Alexis Lathem has reported on hydroelectric development on Innu and Cree lands for Toward Freedom and other journals, and is the author of the poetry collection Alphabet of Bones (Wind Ridge).
Indigenous and Northern Affairs Canada. “Statement of apology to former students of Indian Residential Schools.” June 11, 2008. http://www.aadnc-aandc.gc.ca
Truth and Reconciliation Commission of Canada. Final Report. Six volumes. (2015). www.trc.ca.
——-They Came for the Children. Preliminary Report (2012).
Roxanne Dunbar-Ortiz, An Indigenous Peoples History of the United States. Boston: Beacon. 2014.
 In what is also an unprecedented development, the Guatemalan courts have convicted the former dictator Efraín Ríos Montt on charges of genocide – a single individual.
 The report cites the Supreme Court ruling in the Delgamuukw case, which broadened aboriginal land rights while allowing that “governments can still infringe on Aboriginal rights if it can demonstrate that it is in the broader public interest to do so.” Agriculture, forestry, mining and hydroelectric power are all the “kinds of objectives that are consistent with this purpose and, in principle, can justify the infringement of aboriginal title.”
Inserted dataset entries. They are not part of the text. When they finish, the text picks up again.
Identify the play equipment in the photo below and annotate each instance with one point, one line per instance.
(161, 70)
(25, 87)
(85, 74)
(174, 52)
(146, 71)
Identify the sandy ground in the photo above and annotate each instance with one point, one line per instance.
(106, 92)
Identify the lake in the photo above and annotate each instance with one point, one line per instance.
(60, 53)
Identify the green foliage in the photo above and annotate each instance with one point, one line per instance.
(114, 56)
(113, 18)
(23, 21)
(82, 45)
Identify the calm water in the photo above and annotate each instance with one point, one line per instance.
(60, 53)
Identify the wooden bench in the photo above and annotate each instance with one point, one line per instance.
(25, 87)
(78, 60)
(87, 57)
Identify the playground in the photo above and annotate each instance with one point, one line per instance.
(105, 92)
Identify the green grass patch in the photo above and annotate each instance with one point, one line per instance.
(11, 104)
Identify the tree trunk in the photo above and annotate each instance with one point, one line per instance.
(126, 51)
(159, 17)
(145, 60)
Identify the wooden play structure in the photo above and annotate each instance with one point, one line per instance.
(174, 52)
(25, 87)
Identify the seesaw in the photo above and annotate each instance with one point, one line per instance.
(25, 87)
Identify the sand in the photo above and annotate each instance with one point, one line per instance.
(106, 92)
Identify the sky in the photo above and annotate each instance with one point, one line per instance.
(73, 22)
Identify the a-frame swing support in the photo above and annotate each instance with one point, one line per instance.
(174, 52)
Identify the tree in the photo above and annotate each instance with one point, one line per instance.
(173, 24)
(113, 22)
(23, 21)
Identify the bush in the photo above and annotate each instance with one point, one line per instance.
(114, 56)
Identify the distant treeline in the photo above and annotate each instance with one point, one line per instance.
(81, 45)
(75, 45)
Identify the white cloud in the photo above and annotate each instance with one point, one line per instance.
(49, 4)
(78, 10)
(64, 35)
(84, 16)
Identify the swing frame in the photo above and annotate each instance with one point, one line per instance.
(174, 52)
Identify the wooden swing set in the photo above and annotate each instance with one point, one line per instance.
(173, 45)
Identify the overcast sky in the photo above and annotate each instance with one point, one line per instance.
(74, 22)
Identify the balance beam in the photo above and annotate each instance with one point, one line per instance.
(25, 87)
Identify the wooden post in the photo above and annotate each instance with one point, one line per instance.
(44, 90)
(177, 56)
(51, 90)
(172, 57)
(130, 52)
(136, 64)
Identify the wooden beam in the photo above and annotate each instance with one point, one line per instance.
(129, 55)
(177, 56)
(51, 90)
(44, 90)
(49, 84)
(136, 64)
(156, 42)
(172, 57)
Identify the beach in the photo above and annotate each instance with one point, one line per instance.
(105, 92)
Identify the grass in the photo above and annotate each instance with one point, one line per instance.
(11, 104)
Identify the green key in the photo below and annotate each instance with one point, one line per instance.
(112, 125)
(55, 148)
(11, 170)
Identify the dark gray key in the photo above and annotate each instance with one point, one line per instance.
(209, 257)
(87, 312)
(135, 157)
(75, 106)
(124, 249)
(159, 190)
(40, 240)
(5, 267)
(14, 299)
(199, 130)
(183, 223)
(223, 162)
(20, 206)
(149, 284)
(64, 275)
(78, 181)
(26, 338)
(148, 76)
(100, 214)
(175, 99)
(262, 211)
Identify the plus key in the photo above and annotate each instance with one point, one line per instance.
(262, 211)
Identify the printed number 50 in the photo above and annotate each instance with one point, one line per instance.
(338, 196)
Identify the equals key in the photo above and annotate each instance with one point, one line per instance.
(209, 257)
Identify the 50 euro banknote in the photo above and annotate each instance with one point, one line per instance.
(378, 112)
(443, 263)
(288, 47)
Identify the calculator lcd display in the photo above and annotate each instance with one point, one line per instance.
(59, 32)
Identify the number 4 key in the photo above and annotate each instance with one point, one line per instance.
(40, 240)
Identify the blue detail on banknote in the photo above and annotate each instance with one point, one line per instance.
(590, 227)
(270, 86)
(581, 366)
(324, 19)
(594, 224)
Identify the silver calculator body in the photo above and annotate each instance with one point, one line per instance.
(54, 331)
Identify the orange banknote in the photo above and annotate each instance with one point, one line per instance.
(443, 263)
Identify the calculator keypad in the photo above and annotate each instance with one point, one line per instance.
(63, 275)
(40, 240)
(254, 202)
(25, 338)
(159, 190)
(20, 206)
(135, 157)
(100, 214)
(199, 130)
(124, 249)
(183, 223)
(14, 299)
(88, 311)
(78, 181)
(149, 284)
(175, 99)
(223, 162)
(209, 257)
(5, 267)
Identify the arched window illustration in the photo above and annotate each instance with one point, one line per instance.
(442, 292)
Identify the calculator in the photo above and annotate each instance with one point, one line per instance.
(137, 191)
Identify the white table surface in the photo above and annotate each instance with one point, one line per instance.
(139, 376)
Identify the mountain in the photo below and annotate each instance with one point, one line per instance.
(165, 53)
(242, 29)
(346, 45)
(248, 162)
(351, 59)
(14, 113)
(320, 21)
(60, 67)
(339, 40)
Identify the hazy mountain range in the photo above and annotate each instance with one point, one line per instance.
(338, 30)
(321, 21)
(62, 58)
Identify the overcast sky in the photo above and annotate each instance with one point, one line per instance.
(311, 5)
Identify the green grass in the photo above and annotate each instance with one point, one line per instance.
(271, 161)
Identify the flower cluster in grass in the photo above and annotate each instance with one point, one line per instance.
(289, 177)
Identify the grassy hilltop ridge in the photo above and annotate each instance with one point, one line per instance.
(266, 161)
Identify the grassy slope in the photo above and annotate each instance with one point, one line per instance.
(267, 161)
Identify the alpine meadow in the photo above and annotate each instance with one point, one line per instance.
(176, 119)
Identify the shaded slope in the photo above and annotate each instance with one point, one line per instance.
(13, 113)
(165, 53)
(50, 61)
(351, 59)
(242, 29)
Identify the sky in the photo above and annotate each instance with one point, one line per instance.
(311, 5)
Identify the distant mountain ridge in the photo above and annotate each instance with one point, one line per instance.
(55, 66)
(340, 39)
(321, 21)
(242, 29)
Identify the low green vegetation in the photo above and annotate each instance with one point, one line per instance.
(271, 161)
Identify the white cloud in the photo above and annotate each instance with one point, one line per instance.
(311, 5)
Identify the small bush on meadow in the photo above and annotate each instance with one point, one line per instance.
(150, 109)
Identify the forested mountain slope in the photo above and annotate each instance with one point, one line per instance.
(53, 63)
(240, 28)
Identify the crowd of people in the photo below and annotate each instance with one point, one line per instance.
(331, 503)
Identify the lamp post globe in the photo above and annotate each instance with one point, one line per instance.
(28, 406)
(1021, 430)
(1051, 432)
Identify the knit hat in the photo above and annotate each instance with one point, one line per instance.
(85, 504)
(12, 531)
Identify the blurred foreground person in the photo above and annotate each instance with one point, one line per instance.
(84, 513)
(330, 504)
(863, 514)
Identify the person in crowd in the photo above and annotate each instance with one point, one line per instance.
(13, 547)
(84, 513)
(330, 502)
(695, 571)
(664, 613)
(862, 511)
 In 2014 the Supreme Court of Canada ruled that the Tsilhqut’in peoples have aboriginal title to their land in British Columbia, and “ownership rights…including the right to decide how the land will be used; the right of enjoyment and occupancy of the land; the right to possess the land; the right to the economic benefits of the land; and the right to pro-actively use and manage the land.” The decision represents the most sweeping recognition of aboriginal land rights in Canadian law.